College of Clinical Medicine, Tianjin Medical University, Tianjin 300070, China.
Pediatric Department, Affiliated Hospital of Weifang Medical University, Weifang 261031, Shandong, China.
J Healthc Eng. 2021 Oct 16;2021:7227928. doi: 10.1155/2021/7227928. eCollection 2021.
This article proposes that machine learning can break through the technical limitations of the linear growth test for the early physique of infants smaller than gestational age and can accurately calculate and predict the consequences of the disease. For testing the linear growth of the early physique of infants smaller than gestational age, the data collection and judgment are carried out according to the computer analysis method. Experimental results show that 47.3% of infants younger than gestational age may have suffocation. The experimental subjects designed in this study are small-for-gestational-age infants who were hospitalized in the neonatal intensive care unit from January 2020 to January 2021. According to the relationship between gestational age and birth weight, the survey subjects were divided into two groups: early group and late group. Male and female small-for-gestational-age infants accounted for 68% and 32%, respectively. Among them, the proportion of early gestational age was the most, with more boys than girls, and sick singleton was more than twins. In the early group, the incidence was 52.1% for neonatal asphyxia, 22.5% for feeding intolerance, 14.8% for intracranial hemorrhage, 6.3% for scleredema, 24.7% for neonatal hyperbilirubinemia, 24.6% for hypoglycemia, 1.1% for apnea, and 3.2% for respiratory distress syndrome. Infants develop differently at different stages of corrected gestational age. The incidence of low body weight (6%) after correction for 3 months was significantly reduced compared with correction for gestational age, and the difference was statistically significant ( < 0.05). The nutrient absorption of infants younger than gestational age can promote physical catch-up growth, physical development, and neurodevelopment. Therefore, the physical growth of infants younger than gestational age requires supplementation that focuses on nutrition.

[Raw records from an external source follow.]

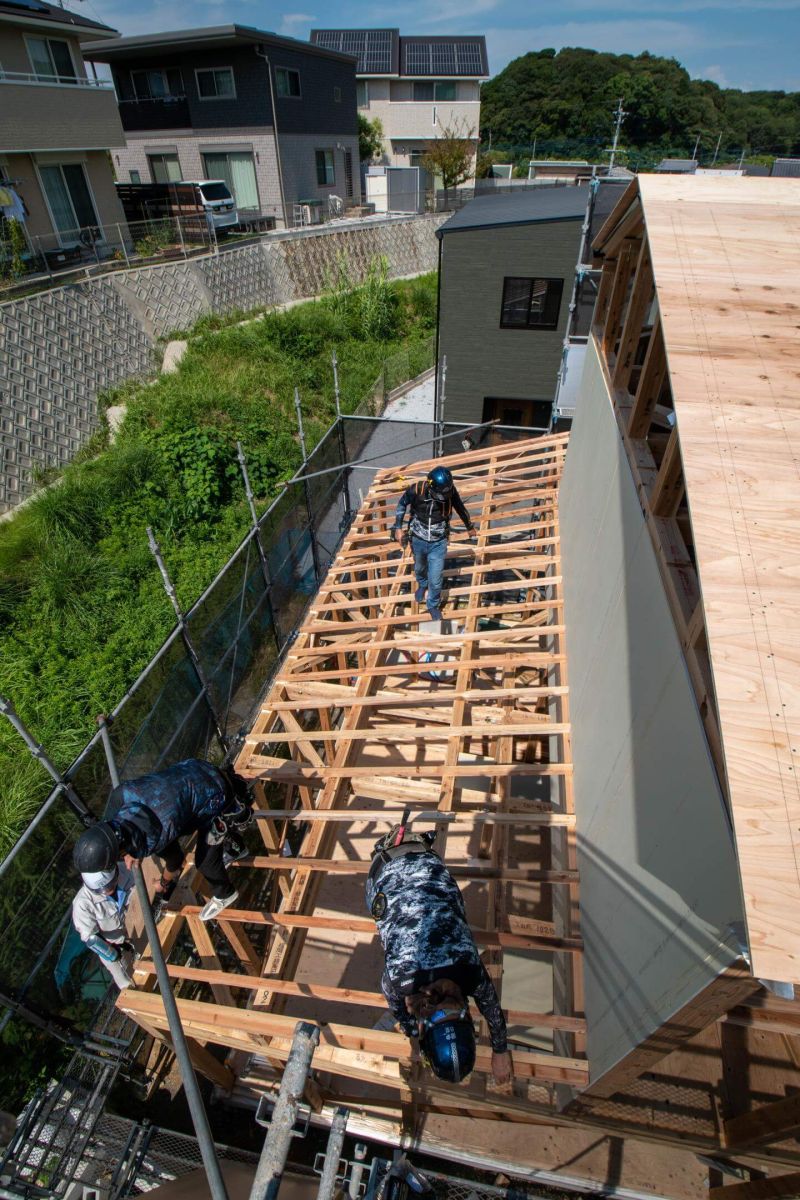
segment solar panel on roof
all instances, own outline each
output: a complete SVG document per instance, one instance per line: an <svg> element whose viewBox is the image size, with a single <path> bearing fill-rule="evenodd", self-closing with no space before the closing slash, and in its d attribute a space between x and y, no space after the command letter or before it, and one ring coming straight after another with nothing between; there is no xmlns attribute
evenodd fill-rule
<svg viewBox="0 0 800 1200"><path fill-rule="evenodd" d="M7 8L28 8L30 12L50 11L46 4L38 4L38 0L2 0L2 2Z"/></svg>
<svg viewBox="0 0 800 1200"><path fill-rule="evenodd" d="M317 46L357 58L356 71L365 74L389 74L392 68L392 35L389 29L323 29L315 34Z"/></svg>

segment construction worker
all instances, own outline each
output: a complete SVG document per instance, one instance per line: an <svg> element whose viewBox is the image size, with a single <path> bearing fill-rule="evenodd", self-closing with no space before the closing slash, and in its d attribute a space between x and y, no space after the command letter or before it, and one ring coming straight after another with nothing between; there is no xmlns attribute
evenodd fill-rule
<svg viewBox="0 0 800 1200"><path fill-rule="evenodd" d="M85 871L83 887L72 901L72 924L82 942L94 950L116 986L133 988L128 974L133 947L125 936L125 908L133 887L126 866Z"/></svg>
<svg viewBox="0 0 800 1200"><path fill-rule="evenodd" d="M447 536L450 534L450 514L456 510L467 527L470 538L475 538L475 526L464 502L453 484L452 472L446 467L434 467L427 479L407 487L397 504L392 540L402 540L405 510L411 510L409 534L414 552L414 574L416 575L416 593L414 599L422 604L427 592L427 607L432 620L441 620L439 601L441 598L441 577L447 556Z"/></svg>
<svg viewBox="0 0 800 1200"><path fill-rule="evenodd" d="M120 858L133 866L158 854L164 869L154 899L163 906L186 857L179 838L197 833L194 865L211 886L200 920L211 920L237 898L225 863L246 852L237 834L251 821L252 808L247 784L233 769L188 758L120 784L109 805L114 816L91 826L76 842L74 865L80 872L112 870Z"/></svg>
<svg viewBox="0 0 800 1200"><path fill-rule="evenodd" d="M492 1039L492 1074L511 1080L506 1022L481 962L464 901L432 850L433 833L401 826L375 842L367 876L367 907L378 925L385 967L380 988L404 1033L439 1079L457 1084L475 1066L474 996Z"/></svg>

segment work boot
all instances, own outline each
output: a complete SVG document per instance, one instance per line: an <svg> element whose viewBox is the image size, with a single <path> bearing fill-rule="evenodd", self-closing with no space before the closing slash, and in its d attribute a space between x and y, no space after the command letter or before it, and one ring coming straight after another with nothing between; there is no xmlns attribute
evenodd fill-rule
<svg viewBox="0 0 800 1200"><path fill-rule="evenodd" d="M229 896L211 896L207 904L200 908L200 920L212 920L219 916L223 908L228 908L237 899L237 892L231 892Z"/></svg>

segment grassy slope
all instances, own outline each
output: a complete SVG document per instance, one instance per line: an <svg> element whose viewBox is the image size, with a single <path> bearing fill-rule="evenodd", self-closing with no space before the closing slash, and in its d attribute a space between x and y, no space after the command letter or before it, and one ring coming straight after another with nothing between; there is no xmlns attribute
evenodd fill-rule
<svg viewBox="0 0 800 1200"><path fill-rule="evenodd" d="M331 348L348 412L383 359L434 325L435 277L427 276L378 281L194 341L176 374L121 389L128 412L114 445L70 466L0 526L0 692L59 766L173 626L146 526L190 605L247 529L236 439L263 504L300 463L294 388L309 445L333 418ZM0 780L2 854L48 791L5 720Z"/></svg>

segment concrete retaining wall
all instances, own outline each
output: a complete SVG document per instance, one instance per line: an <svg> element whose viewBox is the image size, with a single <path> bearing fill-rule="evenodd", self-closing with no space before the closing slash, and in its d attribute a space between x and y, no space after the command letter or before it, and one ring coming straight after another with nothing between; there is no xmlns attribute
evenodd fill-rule
<svg viewBox="0 0 800 1200"><path fill-rule="evenodd" d="M733 838L594 343L559 493L593 1082L738 956Z"/></svg>
<svg viewBox="0 0 800 1200"><path fill-rule="evenodd" d="M0 512L62 467L98 427L97 395L156 366L160 337L207 312L318 295L338 254L361 278L378 254L392 277L437 266L446 215L308 229L216 256L120 271L0 305Z"/></svg>

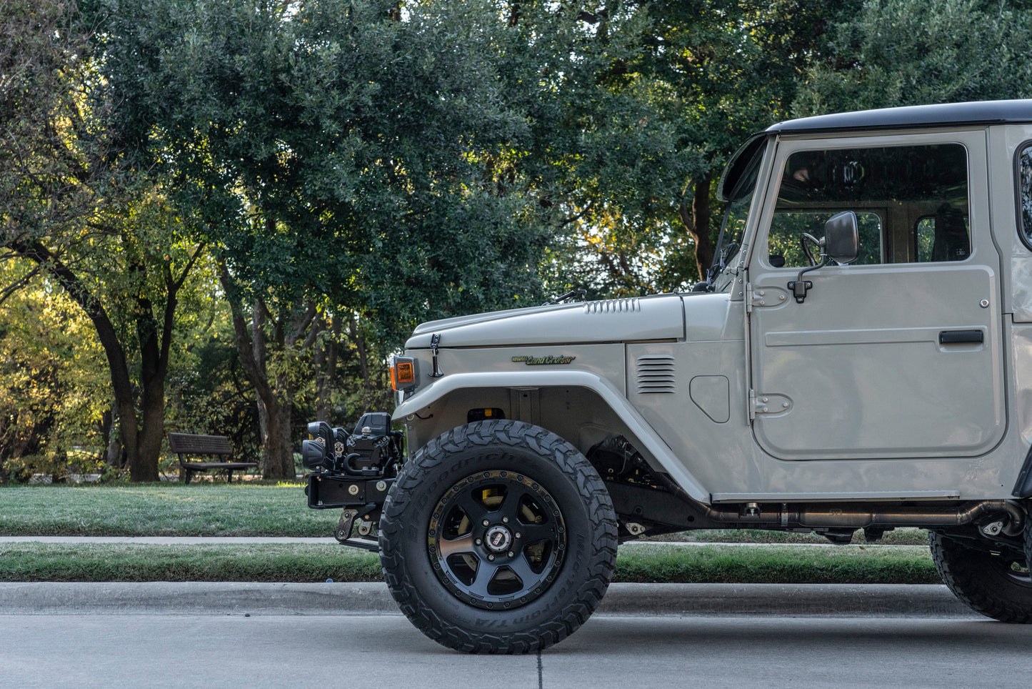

这篇文章提出,机器学习可以突破针对小于胎龄儿早期体格的线性生长测试的技术限制,并能够准确计算和预测疾病的后果。针对小于胎龄儿早期体格的线性生长测试,采用计算机分析方法进行数据收集和判断。实验结果显示,47.3%的小于胎龄儿可能存在窒息的情况。本研究设计的实验对象为 2020 年 1 月至 2021 年 1 月在新生儿重症监护病房住院的小于胎龄儿。根据胎龄与出生体重的关系,将调查对象分为两组:早期组和晚期组。小于胎龄儿中男婴占 68%,女婴占 32%。其中,早期胎龄比例最高,男婴多于女婴,且病儿多为单胎,双胞胎较少。早期组新生儿窒息发生率为 52.1%,喂养不耐受发生率为 22.5%,颅内出血发生率为 14.8%,硬肿发生率为 6.3%,新生儿高胆红素血症发生率为 24.7%,低血糖发生率为 24.6%,呼吸暂停发生率为 1.1%,呼吸窘迫综合征发生率为 3.2%。小于胎龄儿在不同矫正胎龄阶段发育情况不同。矫正 3 个月后低体重发生率(6%)较矫正胎龄时显著降低,差异有统计学意义( < 0.05)。小于胎龄儿的营养吸收能促进追赶性生长、体格发育和神经发育。因此,小于胎龄儿的体格生长需要注重营养补充。